Windows – optimal SATA SSD configuration in new PC

raidraid-0software-raidssdwindows 7

I'm sold on SATA SSDs for my next PC but since their prices grow un-proportionally to their size, I'm wondering what would be the best configuration for them (for OS and Programs) would be:

  1. 2 SSDs using:
    1. on-board RAID0
    2. dedicated RAID controller for RAID0
    3. software RAID0
  2. 2 or 3 SSDs using one of the above controllers but as a JBOD
  3. 3 SSDs in one of the above configurations using RAID5
  4. 1 SSD for OS + 1 SSD for Programs
    1. the above option and with %UserProfile% on a separate drive too
  5. 1 large SSD for both OS and Programs
  6. one of the above options and use SATA3 controller
  7. something else I haven't thought of

The OS would be x64 Windows 7 (and/or Ubuntu). Larger media files like audio/video would be located on a different drive when not being processed.

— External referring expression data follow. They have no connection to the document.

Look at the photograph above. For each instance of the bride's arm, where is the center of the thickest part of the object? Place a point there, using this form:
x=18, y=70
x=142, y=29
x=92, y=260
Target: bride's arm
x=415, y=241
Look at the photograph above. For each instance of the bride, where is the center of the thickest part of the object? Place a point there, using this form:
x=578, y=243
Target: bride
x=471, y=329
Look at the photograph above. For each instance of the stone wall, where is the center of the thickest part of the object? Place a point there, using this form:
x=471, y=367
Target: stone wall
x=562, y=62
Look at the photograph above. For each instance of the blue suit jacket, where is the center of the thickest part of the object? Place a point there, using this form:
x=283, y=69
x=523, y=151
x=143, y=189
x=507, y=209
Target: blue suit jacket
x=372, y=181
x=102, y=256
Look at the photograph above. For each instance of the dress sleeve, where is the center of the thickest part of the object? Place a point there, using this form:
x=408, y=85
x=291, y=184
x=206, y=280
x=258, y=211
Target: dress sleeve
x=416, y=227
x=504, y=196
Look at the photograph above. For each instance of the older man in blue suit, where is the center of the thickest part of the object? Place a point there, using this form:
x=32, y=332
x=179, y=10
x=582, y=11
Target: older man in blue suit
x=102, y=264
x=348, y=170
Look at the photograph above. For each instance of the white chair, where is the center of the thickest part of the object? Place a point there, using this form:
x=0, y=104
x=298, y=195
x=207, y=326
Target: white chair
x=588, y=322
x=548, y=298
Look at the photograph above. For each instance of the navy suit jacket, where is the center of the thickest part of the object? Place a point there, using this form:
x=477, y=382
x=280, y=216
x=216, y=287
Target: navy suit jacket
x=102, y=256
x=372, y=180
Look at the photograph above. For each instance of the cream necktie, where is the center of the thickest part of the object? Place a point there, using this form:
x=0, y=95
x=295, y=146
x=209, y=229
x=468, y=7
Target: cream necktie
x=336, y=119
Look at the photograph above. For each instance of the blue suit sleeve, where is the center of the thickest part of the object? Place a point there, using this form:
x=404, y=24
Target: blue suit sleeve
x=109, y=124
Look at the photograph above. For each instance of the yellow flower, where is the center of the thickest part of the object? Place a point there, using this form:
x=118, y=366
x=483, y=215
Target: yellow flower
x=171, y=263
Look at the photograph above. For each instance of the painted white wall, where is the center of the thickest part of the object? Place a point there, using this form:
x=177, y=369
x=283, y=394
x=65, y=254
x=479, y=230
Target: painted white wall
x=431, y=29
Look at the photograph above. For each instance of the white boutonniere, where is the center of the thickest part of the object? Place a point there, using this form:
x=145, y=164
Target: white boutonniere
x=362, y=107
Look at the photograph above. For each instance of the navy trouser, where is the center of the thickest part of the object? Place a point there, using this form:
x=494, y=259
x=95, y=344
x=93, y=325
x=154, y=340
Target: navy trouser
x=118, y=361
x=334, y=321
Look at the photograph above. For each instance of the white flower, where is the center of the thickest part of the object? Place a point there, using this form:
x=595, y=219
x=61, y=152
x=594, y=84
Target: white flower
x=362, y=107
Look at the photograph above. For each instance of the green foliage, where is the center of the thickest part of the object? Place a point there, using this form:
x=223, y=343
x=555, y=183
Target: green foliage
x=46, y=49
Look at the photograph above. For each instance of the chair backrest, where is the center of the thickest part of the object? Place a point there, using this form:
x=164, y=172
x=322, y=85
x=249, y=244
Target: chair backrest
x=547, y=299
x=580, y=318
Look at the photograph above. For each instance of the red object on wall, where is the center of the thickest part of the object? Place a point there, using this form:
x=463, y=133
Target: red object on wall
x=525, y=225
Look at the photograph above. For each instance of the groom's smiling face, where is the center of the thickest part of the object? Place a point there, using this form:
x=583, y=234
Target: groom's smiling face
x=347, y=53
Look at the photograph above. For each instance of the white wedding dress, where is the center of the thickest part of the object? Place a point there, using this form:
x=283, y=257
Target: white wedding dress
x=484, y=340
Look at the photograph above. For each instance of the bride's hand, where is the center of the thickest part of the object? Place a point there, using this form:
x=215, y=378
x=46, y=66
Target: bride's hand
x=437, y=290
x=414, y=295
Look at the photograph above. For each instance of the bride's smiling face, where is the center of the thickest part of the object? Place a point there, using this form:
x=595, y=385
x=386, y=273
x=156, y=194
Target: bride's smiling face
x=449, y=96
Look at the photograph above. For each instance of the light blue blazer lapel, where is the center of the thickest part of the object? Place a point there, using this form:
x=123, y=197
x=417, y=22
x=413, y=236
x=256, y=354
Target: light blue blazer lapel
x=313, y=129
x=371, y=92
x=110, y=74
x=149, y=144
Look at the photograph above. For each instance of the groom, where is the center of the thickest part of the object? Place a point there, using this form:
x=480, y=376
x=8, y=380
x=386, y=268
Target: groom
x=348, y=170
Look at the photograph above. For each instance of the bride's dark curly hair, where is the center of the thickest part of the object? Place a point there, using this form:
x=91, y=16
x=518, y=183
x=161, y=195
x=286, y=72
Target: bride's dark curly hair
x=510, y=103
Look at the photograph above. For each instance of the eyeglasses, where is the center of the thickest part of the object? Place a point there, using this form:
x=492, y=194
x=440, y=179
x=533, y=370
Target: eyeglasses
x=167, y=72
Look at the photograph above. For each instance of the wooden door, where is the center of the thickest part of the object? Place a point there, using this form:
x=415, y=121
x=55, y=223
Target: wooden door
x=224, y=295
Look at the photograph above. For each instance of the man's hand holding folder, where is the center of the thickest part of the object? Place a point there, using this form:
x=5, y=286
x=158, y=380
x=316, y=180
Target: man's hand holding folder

I plan on using the new PC for: gaming, transcoding HD video (m2ts), web development, watching movies.

Best Answer

  1. Avoid on-board RAID. It is usually "fake" RAID which neatly combines the disadvantages of hardware RAID and software RAID. Software RAID has one key advantage: you can have more than one type of array on the same drives - so you could have a RAID1 system/app/work partition(s) and use RAID0 for things where you want the extra speed but don't care if the data gets lost if a drive dies (at home I have my games on a RAID0 array and find it makes a noticeable difference to level load times, and at work our test/dev VMs and databases are on RAID0 (with the backups on RAID1 arrays elsewhere))
  2. JBOD: no point. You have the same lack of redundancy as RAID0 (one drive goes, then chances are all the data on the whole array is toast) without much of the speed benefit.
  3. Be careful with RAID5 - most people ignore the drop in write performance with RAID5 which can be particularly noticeable for small and/or random writes. If you are using Linux as your base OS then consider the relatively new RAID10 module which can on three disks does its striping and mirroring very similar to RAID5's striping and parity blocks giving similar read performance (of the order of RAID0) but write performance more like that of RAID1 (i.e. better than RAID5).
  4. You'll not see quite the same benefit as with spinning discs here because there is not the same latency bonus of reducing head movements by spreading tasks between spindles, so you will probably get better value-for-money buying one larger drive (though you'll need something else to store backups on, of course)
  5. See 4.
  6. I have no useful nots to impart on this one
  7. The mixed RAID1/RAID0 option mentioned above

For the tasks you mention:

  • Games: there is a load time benefit from RAID0, though it probably isn't all that significant in the grand scheme of things. With a good controller or software solution you may get similar benefit from RAID1 as good implementations can use read-ahead to read from alternate each block effectively emulating RAID0's striping.
  • Transcoding HD video: your CPU is going to be the bottleneck here so you won't see gain from RAID0 even with spinning discs (even with the performance drop due to all the head movements if source and destination files are on the same drive/array, half decent drives should more than keep up)
  • Web development: not at all taxing in terms of I/O unless you are working with large databases (in which case RAID0, RAID1+0 or Linux's "special" RAID10 can help quite a bit).
  • Watching movies: You really don't need anything other than a cheap single cheap old drive to read movies off at watching-them-at-normal-speed speed.